Ketika dinding tetap hangat, air tidak akan dapat menempel di permukaannya. Dan karena jamur sangat menyukai lingkungan yang dingin dan lembap, menjaga suhu dinding tetap hangat akan mencegah pertumbuhan jamur.
Mengatasi masalah uap
Lampu pemanas bukanlah alat dehumidifier. Alat ini tidak mampu menghilangkan kelembapan dari udara. Sebaliknya, lampu ini justru mendorong kelembapan tersebut ke udara. Uap tersebut kemudian akan dibuang keluar dari rumah menggunakan kipas angin. Ini merupakan kerjasama antara lampu pemanas dan kipas angin.

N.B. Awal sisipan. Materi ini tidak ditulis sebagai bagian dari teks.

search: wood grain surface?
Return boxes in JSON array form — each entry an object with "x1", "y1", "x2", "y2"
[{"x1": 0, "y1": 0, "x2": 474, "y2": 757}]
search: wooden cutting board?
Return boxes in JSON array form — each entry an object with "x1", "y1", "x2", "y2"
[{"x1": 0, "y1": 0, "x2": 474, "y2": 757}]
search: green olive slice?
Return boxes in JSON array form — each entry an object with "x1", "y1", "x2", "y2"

Beberapa hal yang perlu diperhatikan
Jika Anda ingin memasang lampu pemanas ini, pastikan posisinya tepat. Jangan letakkan lampu terlalu dekat dengan plafon PVC yang murahan. Jika panas terkonsentrasi di satu titik saja, plastik tersebut bisa rusak. Anda perlu memberi jarak yang cukup agar panas dapat merata ke seluruh ruangan.

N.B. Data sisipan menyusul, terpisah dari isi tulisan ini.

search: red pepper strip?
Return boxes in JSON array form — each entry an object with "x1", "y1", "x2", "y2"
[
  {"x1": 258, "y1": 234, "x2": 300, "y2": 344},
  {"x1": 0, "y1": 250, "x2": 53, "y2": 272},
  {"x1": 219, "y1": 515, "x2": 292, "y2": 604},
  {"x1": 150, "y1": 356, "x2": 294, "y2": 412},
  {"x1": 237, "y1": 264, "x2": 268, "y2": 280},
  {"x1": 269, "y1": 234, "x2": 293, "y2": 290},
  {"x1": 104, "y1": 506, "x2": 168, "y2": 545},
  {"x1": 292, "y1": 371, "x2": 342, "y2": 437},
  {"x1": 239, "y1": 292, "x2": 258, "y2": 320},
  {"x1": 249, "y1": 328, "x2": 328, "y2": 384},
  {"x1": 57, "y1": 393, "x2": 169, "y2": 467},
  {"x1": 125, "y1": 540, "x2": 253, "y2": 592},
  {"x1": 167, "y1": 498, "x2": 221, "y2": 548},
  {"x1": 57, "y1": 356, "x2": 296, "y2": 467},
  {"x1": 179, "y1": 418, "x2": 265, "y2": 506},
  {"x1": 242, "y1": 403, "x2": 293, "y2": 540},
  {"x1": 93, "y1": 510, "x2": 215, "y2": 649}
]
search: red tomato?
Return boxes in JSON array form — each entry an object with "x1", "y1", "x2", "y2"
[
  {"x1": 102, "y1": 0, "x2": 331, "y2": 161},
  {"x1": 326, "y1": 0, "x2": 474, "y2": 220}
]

Perlu diingat juga bahwa jika Anda tidak memiliki kipas angin yang berfungsi dengan baik, lampu pemanas saja tidak akan cukup untuk mengatasi masalah kelembapan. Meskipun dinding akan tetap kering, Anda tetap akan hidup di ruangan yang penuh dengan uap. Pastikan Anda memiliki kipas angin yang baik. Dengan begitu, kamar mandi Anda—dan paru-paru Anda—akan merasa lebih nyaman.